Evaporable getter devices for mounting in electron tubes are well known in the art.
See for example UK Patent No. 898,505 and U.S. Pat. Nos. 3,023,883; 3,211,280 and 3,920,355. These getter devices have a U-shaped cross section and generally yield a quantity of getter material frequently barium, which is less than about 100 mg. With the introduction of larger sized electron devices or television picture tubes it has been found necessary to increase the quantity of getter material evaporated from a getter device. Getter devices capable of releasing larger quantities of getter material have been described for instance in U.S. Pat. Nos. 3,428,168; 3,457,448 and 4,642,516. These getter devices can release from about 125 mg to 230 mg of getter material. They employ the concept of a U-shaped channel container which however has a relatively large channel width. The use of such wide channels has lead to the necessity of preventing detachment of the getter metal vapour releasing material from the channel as is dramatically shown in U.S. Pat. No. 3,457,448 FIGS. 6 and 7. The above three patents try to overcome such disadvantages in these U-shaped cross-section getter devices.

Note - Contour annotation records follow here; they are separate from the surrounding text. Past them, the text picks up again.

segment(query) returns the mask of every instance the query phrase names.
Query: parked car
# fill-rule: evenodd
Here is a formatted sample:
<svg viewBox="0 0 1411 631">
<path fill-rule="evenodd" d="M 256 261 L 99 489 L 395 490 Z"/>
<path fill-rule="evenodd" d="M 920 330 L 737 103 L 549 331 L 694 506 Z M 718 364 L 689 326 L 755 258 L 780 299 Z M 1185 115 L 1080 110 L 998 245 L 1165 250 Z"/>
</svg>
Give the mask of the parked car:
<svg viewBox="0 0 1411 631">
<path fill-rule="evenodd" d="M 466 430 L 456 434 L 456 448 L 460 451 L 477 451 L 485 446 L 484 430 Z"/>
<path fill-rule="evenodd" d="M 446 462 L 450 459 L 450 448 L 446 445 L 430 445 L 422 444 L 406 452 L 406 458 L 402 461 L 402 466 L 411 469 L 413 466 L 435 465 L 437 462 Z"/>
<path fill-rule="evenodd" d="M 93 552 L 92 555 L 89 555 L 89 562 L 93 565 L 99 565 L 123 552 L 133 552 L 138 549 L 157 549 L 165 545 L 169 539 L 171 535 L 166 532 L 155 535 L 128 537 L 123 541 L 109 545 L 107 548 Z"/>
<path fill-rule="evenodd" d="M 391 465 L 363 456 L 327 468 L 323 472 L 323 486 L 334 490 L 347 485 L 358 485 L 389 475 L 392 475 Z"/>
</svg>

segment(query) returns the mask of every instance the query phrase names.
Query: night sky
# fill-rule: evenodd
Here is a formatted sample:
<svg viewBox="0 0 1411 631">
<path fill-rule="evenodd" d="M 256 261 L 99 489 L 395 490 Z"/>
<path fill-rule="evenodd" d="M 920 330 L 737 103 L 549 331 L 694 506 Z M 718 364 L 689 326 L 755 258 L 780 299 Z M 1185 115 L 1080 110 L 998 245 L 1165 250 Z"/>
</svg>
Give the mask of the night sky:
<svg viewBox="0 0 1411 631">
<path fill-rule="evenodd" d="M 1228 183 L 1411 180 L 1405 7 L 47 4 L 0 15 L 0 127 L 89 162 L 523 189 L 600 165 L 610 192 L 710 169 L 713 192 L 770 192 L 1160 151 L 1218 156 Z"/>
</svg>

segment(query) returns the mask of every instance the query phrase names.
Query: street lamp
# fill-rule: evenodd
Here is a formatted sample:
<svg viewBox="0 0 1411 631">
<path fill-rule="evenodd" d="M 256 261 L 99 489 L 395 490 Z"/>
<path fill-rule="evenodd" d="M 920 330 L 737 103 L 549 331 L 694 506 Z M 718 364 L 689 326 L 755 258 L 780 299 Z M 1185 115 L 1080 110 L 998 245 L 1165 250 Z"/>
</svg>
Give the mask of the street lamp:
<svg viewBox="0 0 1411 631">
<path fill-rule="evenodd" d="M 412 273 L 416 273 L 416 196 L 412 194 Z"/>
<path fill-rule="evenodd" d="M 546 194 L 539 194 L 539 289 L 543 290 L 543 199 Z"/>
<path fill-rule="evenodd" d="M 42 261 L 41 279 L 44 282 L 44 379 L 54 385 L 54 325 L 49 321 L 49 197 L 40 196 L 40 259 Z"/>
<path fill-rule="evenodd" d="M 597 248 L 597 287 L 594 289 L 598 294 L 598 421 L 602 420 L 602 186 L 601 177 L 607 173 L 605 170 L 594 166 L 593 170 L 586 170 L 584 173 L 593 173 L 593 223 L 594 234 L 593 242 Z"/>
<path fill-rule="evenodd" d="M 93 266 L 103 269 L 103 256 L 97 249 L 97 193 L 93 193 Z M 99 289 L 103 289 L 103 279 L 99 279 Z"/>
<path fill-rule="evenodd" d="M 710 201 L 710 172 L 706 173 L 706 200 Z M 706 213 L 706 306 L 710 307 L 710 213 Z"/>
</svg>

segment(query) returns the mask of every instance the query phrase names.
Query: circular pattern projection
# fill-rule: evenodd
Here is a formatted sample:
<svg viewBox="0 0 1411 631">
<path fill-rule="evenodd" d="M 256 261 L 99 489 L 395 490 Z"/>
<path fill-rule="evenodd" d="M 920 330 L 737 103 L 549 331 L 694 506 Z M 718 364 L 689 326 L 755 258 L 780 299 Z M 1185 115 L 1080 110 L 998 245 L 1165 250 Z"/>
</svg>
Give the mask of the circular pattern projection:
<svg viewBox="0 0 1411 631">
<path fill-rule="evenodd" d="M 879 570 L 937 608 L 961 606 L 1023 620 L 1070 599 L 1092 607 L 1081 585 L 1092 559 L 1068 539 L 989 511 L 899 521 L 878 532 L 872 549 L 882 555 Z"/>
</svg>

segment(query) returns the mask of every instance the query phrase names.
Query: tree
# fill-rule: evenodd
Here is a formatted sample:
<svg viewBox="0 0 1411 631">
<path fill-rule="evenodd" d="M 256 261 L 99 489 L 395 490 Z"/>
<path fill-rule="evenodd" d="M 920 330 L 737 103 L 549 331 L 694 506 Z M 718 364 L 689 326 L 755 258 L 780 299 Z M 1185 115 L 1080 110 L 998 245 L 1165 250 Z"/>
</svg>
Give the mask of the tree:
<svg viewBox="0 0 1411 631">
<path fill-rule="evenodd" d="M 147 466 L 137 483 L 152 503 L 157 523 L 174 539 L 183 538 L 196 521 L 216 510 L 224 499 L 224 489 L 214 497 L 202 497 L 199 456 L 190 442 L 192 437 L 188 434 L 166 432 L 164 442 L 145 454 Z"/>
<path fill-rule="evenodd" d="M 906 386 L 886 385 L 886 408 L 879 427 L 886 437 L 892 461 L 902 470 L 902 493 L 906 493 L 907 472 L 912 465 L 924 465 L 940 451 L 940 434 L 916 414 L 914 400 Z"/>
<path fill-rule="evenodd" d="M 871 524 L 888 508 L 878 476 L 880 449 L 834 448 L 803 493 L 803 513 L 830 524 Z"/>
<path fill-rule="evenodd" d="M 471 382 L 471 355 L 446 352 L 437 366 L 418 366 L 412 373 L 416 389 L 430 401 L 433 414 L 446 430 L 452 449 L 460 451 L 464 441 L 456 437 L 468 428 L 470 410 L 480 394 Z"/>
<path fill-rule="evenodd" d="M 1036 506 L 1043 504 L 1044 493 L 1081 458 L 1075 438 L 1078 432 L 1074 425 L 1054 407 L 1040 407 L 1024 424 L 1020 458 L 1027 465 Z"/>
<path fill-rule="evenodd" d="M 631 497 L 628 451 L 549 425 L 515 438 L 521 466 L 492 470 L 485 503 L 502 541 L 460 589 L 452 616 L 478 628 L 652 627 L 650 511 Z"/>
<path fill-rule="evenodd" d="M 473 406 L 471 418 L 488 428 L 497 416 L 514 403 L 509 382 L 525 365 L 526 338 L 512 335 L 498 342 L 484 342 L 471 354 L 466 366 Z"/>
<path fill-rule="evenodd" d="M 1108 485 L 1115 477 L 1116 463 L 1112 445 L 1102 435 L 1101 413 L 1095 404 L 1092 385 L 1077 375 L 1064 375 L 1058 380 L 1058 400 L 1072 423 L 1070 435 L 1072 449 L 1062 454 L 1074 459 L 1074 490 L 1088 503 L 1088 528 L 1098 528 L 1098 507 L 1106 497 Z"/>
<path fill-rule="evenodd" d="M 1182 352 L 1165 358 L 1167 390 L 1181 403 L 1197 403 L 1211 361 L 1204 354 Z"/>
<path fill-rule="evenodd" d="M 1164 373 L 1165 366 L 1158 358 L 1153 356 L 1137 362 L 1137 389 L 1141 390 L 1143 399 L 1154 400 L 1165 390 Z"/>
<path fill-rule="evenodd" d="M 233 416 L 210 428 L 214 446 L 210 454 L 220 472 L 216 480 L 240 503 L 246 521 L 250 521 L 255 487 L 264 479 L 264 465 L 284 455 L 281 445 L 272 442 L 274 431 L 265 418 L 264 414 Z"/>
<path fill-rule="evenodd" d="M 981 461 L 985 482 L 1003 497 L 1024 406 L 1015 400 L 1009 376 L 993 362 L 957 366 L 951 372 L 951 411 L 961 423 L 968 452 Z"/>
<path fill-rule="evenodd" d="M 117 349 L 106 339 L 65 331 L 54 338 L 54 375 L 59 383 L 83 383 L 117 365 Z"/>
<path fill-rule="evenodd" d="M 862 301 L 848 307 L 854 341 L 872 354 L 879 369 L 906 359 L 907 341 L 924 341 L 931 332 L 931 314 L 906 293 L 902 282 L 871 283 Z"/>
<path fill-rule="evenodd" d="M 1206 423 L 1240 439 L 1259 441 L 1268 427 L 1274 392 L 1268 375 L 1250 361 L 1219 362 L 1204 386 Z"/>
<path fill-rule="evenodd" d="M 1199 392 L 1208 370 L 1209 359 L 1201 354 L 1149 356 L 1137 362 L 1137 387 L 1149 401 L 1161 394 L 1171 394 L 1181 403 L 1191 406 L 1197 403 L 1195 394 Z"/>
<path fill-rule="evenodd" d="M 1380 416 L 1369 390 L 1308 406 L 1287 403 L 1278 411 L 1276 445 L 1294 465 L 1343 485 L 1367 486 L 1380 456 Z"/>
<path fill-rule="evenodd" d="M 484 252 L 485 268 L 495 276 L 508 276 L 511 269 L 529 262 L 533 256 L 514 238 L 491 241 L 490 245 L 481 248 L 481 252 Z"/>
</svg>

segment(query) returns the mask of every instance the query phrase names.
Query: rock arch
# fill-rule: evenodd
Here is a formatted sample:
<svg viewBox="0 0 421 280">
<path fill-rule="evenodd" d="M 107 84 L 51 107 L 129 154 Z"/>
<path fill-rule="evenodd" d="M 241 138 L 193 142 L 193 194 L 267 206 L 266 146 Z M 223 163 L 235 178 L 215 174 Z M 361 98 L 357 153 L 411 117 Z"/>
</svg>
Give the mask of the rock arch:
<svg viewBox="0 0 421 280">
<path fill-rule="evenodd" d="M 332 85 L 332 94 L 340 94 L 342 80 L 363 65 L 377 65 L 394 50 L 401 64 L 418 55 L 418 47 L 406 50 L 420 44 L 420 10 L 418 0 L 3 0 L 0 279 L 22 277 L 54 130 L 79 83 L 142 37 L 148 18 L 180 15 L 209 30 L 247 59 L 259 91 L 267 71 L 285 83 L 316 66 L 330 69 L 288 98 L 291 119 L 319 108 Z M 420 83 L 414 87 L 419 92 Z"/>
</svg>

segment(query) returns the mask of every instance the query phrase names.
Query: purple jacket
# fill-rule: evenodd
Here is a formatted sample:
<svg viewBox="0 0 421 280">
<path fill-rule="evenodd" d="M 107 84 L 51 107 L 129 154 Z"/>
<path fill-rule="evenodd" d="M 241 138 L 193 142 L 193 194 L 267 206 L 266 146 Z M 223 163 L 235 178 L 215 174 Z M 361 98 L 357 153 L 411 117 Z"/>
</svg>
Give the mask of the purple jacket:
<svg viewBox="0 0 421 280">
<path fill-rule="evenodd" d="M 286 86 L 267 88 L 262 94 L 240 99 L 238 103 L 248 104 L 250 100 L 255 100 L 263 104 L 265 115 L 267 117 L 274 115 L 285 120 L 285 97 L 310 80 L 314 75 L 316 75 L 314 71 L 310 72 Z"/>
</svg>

Even larger sized tubes require even greater quantities of getter material. Attempts to provide such large quantities of getter materials such as 400 mg or more have been described in U.S. Pat. Nos. 3,558,962 and 3,560,788. See also FIGS. 9 and 10 of U.S. Pat. No. 3,385,420.
While pan-shaped getters such as those described in U.S. Pat. Nos. 3,558,962 and 3,560,788, mentioned above, have proved capable of giving yields of up to about 400 mg of barium with a release of about 80 to 85% of the barium content, they present certain disadvantages.
U.S. Pat. No. 3,558,962 described a pan-shaped getter in which is inserted a screen which acts as a reinforcing means to hold the getter residue in the container after flash. The screen is also said to conduct heat into the central mass of getter material. Unfortunately the addition of this screen causes a substantial increase in the total mass of the getter device comporting the known disadvantages inherent therein. In addition the screen structure forms closed electrical circuits in the external periphery of the getter device such that when the radio frequency induction heating is applied, overheating takes place in localized areas which can provoke melting of the getter container walls.
An alternative structure of a pan-shaped getter device has been described in U.S. Pat. No. 3,560,788 which however presents the same inconveniences. Furthermore the external wall is fabricated separately from the bottom wall. This leads to additional manufacturing expenses in attaching the two components together, and furthermore it is necessary to add yet another component in the form of a disc adjacent to the separate bottom wall.
If the intensity of the RF induced currents are reduced to try to avoid the melting problem then it is found that a long time elapses before the getter metal starts to evaporate (start time) and excessively long times are required to ensure evaporation of a sufficient quantity of getter metal (total time).
Furthermore the getter devices described in both U.S. Pat. Nos. 3,558,962 and 3,560,788 refer to getter devices having an outer wall diameter of 25 mm. When it is necessary to use a getter device with a smaller outer diameter and having the same high yield of getter material the above mentioned disadvantages remain.